Réalisateur, scénariste, décorateur, producteur, le Brésilien Alberto Cavalcanti est une personnalité inclassable et un expérimentateur hors-pair. Né à Rio de Janeiro en 1897, il suit des études en architecture et décoration aux Beaux-Arts de Genève avant de côtoyer les milieux de l’avant-garde parisienne. En 1924, il est assistant à la réalisation pour le film La Galerie des monstres de l’acteur-réalisateur Jaque-Catelain. Il tourne son premier film à Paris en 1926 : Rien que les heures, qui semble initier la veine des symphonies urbaines propres aux années 1920, telle que celle de Walter Ruttmann à Berlin en 1927 ou celle de Rex Lustig et Adalberto Kemeny à São Paulo en 1929. Sa collaboration avec Jean Renoir est fructueuse, il est co-scénariste et assistant du réalisateur sur Tire au flanc en 1928 et fait jouer sa compagne Catherine Hessling dans les deux tragédies amoureuses bouleversantes qu’il réalise : En rade (1927) et La P’tite Lilie (1929). La même année, l’adaptation du roman populaire de cape et d’épée de Théophile Gautier Le Capitaine Fracasse fait figure de rupture radicale avec l’œuvre réalisée jusqu’alors. Car Cavalcanti possède cette capacité de réinventer, expérimenter en permanence ; il s’essaye à tous les genres et produira également une œuvre documentaire impressionnante durant le reste de sa carrière.

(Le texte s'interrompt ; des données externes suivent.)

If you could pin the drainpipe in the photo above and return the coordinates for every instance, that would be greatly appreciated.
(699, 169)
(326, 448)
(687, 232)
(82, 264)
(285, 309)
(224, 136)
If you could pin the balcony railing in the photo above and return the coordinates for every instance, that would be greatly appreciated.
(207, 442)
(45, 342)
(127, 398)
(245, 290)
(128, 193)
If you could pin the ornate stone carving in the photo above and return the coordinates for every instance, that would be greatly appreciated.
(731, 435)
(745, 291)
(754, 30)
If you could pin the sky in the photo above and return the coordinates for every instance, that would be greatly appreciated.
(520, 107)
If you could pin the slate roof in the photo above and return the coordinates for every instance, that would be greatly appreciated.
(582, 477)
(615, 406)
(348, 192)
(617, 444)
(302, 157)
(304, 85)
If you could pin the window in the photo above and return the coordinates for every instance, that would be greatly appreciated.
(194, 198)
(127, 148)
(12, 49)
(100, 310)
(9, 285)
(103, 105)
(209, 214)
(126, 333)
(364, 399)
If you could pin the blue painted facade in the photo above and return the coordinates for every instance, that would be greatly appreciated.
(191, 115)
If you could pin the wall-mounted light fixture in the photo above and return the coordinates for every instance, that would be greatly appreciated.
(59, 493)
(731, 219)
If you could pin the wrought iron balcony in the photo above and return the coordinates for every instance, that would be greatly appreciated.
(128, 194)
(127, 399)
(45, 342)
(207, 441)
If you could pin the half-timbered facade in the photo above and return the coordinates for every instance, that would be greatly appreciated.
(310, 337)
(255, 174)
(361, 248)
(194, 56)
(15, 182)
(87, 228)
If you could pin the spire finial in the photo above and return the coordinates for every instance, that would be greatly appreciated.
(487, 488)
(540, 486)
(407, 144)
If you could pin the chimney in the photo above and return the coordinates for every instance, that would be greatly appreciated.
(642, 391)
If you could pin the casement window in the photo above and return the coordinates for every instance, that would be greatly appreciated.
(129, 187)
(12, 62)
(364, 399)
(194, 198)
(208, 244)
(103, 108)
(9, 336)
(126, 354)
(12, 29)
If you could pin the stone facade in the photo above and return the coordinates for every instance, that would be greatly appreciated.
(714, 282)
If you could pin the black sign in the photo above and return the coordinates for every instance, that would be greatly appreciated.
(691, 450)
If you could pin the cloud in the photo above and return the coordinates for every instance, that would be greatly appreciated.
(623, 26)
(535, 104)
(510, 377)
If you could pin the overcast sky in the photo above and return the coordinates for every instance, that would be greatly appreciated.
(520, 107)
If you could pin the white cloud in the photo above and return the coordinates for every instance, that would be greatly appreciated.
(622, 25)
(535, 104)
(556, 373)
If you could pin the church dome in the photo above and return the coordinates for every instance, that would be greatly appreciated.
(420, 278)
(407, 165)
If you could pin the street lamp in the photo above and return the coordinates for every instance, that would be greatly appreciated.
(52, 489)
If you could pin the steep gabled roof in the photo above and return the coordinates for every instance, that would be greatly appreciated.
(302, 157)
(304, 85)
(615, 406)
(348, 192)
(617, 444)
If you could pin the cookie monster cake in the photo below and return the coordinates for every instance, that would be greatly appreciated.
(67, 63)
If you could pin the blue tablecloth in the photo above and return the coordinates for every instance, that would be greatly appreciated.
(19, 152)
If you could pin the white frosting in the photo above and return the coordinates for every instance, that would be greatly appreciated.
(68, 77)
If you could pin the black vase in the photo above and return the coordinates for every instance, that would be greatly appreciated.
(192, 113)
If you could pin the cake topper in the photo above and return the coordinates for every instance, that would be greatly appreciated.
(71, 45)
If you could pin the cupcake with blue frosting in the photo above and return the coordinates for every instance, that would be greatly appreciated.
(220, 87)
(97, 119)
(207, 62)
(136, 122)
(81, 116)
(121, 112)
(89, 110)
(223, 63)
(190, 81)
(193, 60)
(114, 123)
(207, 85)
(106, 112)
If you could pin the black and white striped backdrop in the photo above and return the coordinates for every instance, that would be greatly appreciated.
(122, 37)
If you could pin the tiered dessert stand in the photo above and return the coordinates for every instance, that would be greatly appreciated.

Sa formation d’architecte le rattrape et lui permet de collaborer en tant que décorateur avec le cinéaste Marcel L’Herbier. Il conçoit les décors intérieurs du film manifeste des Arts déco L'Inhumaine (1923), auquel participent aussi Robert Mallet-Stevens et Fernand Léger, et de Feu Mathias Pascal, d’après le roman de Luigi Pirandello (1926). Dans un style plus sobre, il réalise les intérieurs paysans du dernier film de Louis Delluc, L’Inondation, tourné en 1923 en grande partie en décors naturels dans le Vaucluse et le Gard, film de commande d’un Marcel L’Herbier producteur à un ami cinéaste en difficulté.
Si la carrière internationale d’Alberto Cavalcanti se poursuit jusque dans les années 1970 avec une œuvre prolifique et protéiforme, ce touche-à-tout insatiable a néanmoins profondément marqué la période du cinéma muet en France par ses collaborations et réalisations audacieuses.
Les séances sont accompagnées par les pianistes issus de la classe d'improvisation de Jean-François Zygel (CNDMSP).